When Marcos shifts his legs so they fit more securely onto the seat, though, John gasps at the pain in his back. It sets another crisis in motion, sending him into a round of agonizing coughing while Clarice tries to hold his head up. He can't breathe, and lying on his side is not helping, but Marcos and Clarice's efforts to sit him up just make it worse.
The coughing fit relents after what feels like an hour, and John lies his head back down onto Clarice's lap, exhausted.
"It's getting worse. The bandages will be soaked through soon," Clarice remarks, looking at his back. "We don't have more."

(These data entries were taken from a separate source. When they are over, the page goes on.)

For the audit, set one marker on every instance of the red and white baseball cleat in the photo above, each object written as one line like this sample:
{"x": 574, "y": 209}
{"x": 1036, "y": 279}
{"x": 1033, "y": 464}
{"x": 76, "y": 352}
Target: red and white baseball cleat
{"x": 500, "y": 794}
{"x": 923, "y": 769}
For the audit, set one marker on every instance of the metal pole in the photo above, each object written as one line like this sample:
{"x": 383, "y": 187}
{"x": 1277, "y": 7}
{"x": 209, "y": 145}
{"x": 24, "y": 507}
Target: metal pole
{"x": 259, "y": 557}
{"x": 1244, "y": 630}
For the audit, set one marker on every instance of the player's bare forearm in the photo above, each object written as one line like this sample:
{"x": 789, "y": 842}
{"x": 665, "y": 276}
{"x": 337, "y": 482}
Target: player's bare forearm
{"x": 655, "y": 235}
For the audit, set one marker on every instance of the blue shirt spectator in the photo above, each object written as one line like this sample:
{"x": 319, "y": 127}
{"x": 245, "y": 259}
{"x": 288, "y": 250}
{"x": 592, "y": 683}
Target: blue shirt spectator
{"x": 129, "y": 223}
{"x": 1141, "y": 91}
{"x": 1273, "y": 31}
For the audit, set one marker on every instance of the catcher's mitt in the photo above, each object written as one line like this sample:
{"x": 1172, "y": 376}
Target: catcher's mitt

"I can stop at a pharmacy somewhere," Marcos answers. "It will be a risk, but they might not have put our faces out yet. I have a little cash left over, should be enough to get supplies."
Clarice sighs. John wants to tell Marcos not to put himself in danger for him, but he's too wiped out to speak. And the truth is that he doesn't see how he's going to make it through another six hours of this.
And that's not even counting the fact that Caitlin probably won't be able to do anything for him when they get there.